Rota Casino Files Lawsuit Against Commission After License Terminated

CNMI developer says it has another 2 years to open facility

By Ferdie De La Torre 

SAIPAN, CNMI (Saipan Tribune, Oct. 14, 2016) – The owner and president of Rota Resort and Country Club filed yesterday a lawsuit against the Rota Casino Gaming Commission and its commissioners for allegedly deeming their conditional casino license expired on July 15, 2016, during a “special meeting” that was done allegedly in violation of the Open Government Act.

SNM Corp., owner of Rota Resort and Country Club, and SNM president and chair Hee Kyun Cho, are suing the Rota Casino Gaming Commission, commission chair Joaquin S. Manglona, commission vice chair Francisco S. Calvo, and commission commissioners Mateo A. Santos and John William King.

SNMI and Cho, through counsel Robert T. Torres, asked the Superior Court to prevent the enforcement of any actions of the Rota Casino Gaming Commission.

Torres requested the court to prevent the commission from holding any further meeting or taking any further action related to SNM, in violation of the Commonwealth Code.

Torres moved the court to declare that the commission’s special resolution as null and void.

Last Oct. 4, SNM received a copy of a resolution passed by the commission.

The resolution states that, “since the issuance of the conditional license on July 15, 2011, more than five years ago, there is still no casino and there is no evidence that anything is being done on this casino project as proposed by the SNM Corp. in its business plan.”

The resolution further states that “the proposed project has not served the interest of our community.”

The resolution also resolved that the commission has decided that the conditional casino license issued to SNM Corp. on July 15, 2011, expired on July 15, 2016.

Torres requested the court to declare that SNM’s license granted by the Commission Resolution 2011-2 was issued on the date of or subsequent to the date of full payment of the corresponding casino license fee (Sept. 25, 2013), and does not expire until at least either Sept. 25, 2018 or Oct. 2, 2018.

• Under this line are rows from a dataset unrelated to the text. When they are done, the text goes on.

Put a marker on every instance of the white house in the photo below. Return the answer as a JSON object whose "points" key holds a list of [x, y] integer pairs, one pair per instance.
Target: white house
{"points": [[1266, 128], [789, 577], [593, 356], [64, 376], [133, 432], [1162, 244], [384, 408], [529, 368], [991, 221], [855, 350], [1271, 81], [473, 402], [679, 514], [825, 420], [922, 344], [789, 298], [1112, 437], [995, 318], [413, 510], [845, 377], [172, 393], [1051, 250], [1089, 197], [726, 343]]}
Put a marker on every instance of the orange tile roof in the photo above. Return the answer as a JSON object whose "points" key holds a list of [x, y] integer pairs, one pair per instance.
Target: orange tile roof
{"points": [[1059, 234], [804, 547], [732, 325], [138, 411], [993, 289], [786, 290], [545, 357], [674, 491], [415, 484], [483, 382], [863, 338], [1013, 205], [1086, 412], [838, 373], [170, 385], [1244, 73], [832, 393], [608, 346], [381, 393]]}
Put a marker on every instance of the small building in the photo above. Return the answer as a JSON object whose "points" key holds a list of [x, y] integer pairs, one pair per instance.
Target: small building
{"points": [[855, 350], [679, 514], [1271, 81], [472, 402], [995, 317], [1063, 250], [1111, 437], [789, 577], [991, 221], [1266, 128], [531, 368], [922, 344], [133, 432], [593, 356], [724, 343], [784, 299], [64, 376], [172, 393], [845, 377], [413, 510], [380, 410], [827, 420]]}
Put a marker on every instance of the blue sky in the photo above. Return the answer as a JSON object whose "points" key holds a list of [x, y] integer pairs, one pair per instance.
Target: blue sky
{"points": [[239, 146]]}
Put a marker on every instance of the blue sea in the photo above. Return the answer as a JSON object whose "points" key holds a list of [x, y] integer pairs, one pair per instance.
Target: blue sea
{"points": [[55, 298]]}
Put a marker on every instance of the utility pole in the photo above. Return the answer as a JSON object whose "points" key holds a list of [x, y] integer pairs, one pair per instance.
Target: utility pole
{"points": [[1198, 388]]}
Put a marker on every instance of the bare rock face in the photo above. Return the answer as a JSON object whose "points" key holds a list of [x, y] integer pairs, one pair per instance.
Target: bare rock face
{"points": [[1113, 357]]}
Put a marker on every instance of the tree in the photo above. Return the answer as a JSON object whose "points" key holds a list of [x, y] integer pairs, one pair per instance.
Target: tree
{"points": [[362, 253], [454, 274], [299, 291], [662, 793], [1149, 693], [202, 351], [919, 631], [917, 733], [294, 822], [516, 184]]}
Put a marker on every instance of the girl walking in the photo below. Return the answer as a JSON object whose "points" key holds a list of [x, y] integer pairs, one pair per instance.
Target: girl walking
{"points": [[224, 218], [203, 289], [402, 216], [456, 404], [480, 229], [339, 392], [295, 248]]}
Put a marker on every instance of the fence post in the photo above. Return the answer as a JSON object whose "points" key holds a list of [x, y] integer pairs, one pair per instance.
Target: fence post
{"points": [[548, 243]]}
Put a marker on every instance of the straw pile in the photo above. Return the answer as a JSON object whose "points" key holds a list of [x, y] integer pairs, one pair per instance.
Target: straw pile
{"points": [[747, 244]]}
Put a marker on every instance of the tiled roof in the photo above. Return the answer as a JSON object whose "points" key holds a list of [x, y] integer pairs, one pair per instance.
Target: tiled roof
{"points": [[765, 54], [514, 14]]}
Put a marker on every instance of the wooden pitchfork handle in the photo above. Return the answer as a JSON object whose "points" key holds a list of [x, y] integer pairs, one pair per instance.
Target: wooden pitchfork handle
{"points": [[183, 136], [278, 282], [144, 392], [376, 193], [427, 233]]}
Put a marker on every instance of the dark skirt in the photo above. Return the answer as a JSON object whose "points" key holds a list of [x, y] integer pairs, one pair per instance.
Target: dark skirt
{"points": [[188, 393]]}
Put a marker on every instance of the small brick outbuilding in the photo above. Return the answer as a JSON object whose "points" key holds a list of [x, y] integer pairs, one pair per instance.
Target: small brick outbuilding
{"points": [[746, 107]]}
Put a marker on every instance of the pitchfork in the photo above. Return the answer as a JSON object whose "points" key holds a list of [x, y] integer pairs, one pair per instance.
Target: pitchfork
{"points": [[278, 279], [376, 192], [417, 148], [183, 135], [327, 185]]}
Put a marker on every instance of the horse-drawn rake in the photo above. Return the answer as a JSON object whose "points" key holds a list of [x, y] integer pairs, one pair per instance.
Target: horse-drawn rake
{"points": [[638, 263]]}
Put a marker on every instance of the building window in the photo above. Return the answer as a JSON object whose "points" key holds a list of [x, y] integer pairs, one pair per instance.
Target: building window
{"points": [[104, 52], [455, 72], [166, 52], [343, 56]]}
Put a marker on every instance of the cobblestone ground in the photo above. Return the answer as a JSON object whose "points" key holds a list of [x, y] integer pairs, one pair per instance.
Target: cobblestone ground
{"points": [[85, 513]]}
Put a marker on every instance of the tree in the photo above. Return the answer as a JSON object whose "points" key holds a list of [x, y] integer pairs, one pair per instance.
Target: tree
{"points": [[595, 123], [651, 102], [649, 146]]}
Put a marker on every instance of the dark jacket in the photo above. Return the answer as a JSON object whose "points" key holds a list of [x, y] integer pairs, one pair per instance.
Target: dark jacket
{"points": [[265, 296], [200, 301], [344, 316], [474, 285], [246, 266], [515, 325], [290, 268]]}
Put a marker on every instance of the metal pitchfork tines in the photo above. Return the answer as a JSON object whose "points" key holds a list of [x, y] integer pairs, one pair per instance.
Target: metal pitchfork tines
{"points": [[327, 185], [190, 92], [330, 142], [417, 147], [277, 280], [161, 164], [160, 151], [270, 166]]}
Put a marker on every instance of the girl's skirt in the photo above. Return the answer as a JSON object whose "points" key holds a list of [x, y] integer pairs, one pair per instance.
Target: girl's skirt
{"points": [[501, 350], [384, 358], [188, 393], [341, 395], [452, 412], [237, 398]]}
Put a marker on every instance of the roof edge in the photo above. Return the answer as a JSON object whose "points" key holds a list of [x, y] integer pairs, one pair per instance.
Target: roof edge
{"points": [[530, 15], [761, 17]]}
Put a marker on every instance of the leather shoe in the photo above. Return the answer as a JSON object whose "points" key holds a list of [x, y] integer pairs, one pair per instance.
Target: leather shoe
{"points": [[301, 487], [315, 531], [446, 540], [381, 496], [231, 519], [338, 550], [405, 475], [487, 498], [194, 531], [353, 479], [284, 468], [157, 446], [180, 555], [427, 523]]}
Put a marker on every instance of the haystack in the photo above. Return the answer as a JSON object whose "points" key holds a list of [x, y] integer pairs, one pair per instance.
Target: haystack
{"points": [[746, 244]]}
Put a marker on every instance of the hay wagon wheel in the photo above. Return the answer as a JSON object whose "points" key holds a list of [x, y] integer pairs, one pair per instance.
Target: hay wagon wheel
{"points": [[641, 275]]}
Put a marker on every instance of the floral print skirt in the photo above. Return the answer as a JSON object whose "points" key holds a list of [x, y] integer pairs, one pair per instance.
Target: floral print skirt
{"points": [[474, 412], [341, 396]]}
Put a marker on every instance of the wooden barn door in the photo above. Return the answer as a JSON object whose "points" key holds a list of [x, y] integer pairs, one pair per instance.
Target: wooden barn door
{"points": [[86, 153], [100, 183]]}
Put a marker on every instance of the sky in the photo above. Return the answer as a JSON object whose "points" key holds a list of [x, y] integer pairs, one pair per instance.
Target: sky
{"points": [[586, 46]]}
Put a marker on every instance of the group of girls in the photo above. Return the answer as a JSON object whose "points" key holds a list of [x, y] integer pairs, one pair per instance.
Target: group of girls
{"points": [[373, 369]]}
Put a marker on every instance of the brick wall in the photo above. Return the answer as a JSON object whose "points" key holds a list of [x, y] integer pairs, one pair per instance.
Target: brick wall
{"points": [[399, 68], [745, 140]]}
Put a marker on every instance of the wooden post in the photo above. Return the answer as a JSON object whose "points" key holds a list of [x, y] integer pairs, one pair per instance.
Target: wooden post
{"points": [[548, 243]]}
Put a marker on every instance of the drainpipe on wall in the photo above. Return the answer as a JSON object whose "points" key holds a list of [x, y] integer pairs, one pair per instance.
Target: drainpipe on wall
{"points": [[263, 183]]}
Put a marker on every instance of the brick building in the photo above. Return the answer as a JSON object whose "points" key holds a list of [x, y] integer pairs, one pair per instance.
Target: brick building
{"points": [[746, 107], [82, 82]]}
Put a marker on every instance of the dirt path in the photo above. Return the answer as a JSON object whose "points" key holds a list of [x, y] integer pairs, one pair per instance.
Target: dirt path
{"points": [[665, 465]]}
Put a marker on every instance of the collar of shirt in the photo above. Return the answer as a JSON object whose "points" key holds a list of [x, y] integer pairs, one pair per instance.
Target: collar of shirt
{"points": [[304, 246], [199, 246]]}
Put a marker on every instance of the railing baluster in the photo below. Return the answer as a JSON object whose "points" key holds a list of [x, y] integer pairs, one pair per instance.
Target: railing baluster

SNM made an initial casino license fee payment in the amount of $200,000 to the Rota municipal treasurer on June 9, 2013.

SNM also made a further casino license fee payment in the amount of $200,000 to the Rota municipal treasurer.

The lawyer said the commission violated the Open Government Act by failing, among other things, to provide Cho and SNM notice of the special meeting, failing to provide them with notice of the agenda of such meeting, failing to afford them an opportunity to submit data, views, or arguments in writing, on an agenda item of the special meeting.

Torres said the special resolution was enacted at a meeting that was not open to the public, and not held at a date fixed by law or statute.

Torres said the commission, through regulation, implemented a license fee scheme where a casino license for five years requires payment of a license fee of $400,000.

Torres asserted that the Commonwealth Code requires the commission to issue a casino license as of the date of payment of the license fee.